Large websites block AI crawlers

According to new data from Originality.AI for AI content detection, 20% of the world's top 1,000 websites have blocked crawlers that collect web data for AI services.

Data from Originality.AI shows that websites large and small are taking matters into their own hands because there are no clear legal or regulatory rules governing AI use of copyrighted material. GTBot's crawler blocking rates top 1,000 websites every week. About 5%.

In early August, OpenAI launched a crawler called GTTBot, announced that the data collected could be used to improve future models, promised to exclude paid content, and gave websites instructions on how to block the crawler.

Many media outlets, including the New York Times, Reuters, and CNN, quickly began banning GTBot, and many other sites followed suit.

Among the top 1,000 most visited websites worldwide, the number of websites blocking OpenAI crawlers rose from 9.1% on August 22 to 12% on August 29, according to Originality.AI.

Data suggests that larger websites are more likely to block AI crawlers, with Amazon and Quora being among the top websites to block GTBot crawlers.

Common Crawl, another crawler that regularly collects web data for AI services, has a ban rate of 6.77% of the top 1,000 websites in the world.
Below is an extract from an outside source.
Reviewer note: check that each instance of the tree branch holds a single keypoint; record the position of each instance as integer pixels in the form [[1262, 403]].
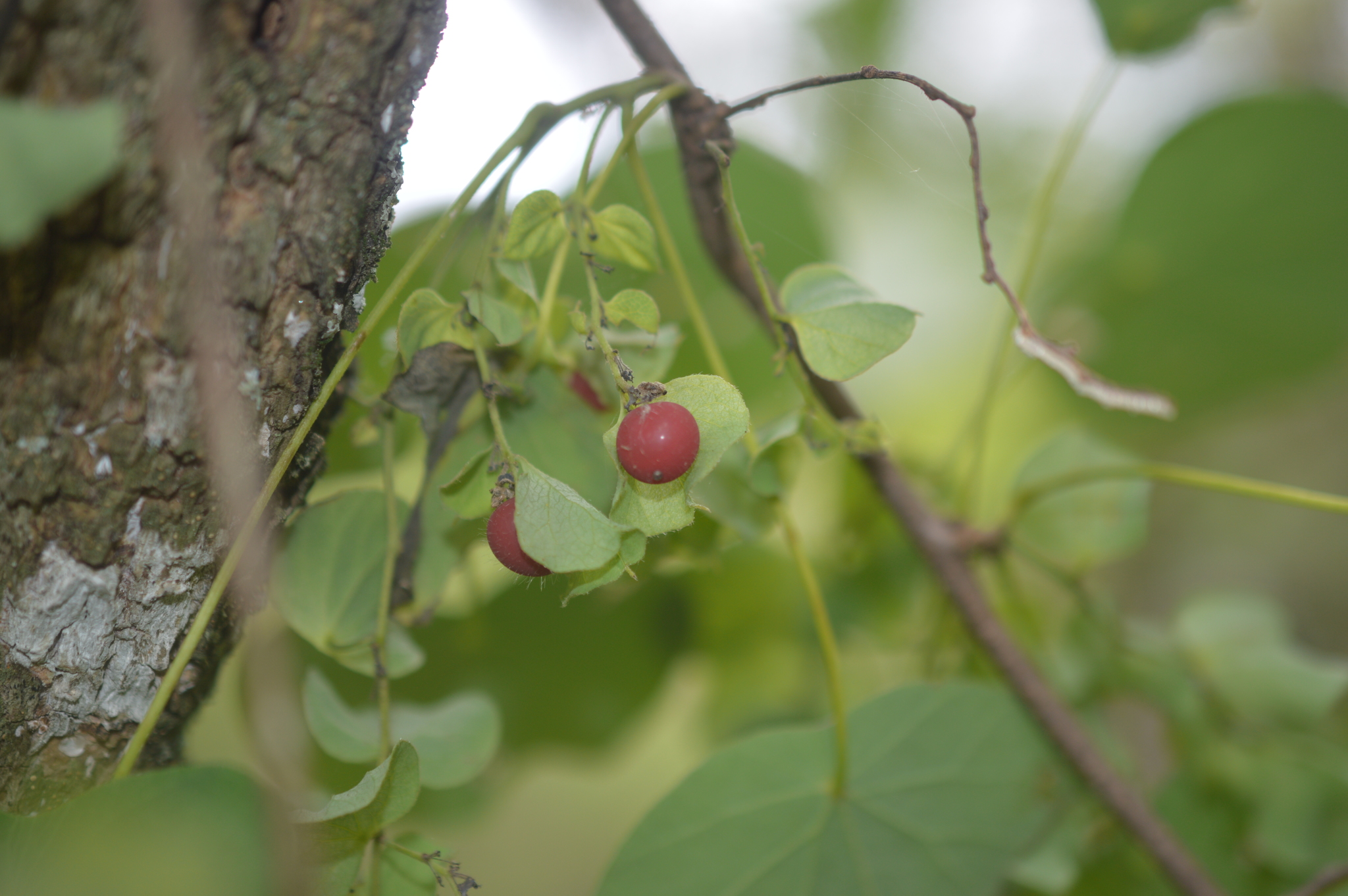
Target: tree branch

Bots work similarly to web browsers: they collect data from every available web page and store it in a database rather than displaying it to the user. This is how search engines like Google collect information.

Website owners have always been able to instruct crawlers to stop collecting data. However, cooperation is voluntary and malicious actors can ignore these instructions.

Google and other web companies consider crawlers fair use, but many publishers and intellectual property owners have long opposed this, and the company has faced numerous lawsuits over the practice.

The emergence of large-scale language models and generative AI has brought the problem back into the spotlight, with AI companies sending out crawlers to collect data to train their models and “equip their chatbots.”

Since Google and other search sites direct users to their ad-supported sites but publishers block AI crawlers, publishers are realizing the value of allowing crawlers to access sites. Because there is currently no advantage in transferring your data to AI companies.

Many media companies are in discussions with AI companies to pay them to license their data, but these discussions are still at an early stage.

Meanwhile, some website and intellectual property owners are taking legal action against AI companies that use their data without permission.

The media, which felt misled by Google over the past two decades, now views AI services with suspicion and struggles to find the right balance between embracing and resisting new technologies.

On the one hand, these organizations are looking for innovative ways to improve profit margins in labor-intensive operations, but introducing new technologies into newsroom workflows raises thorny ethical questions at a time when trust in media companies is at an all-time low.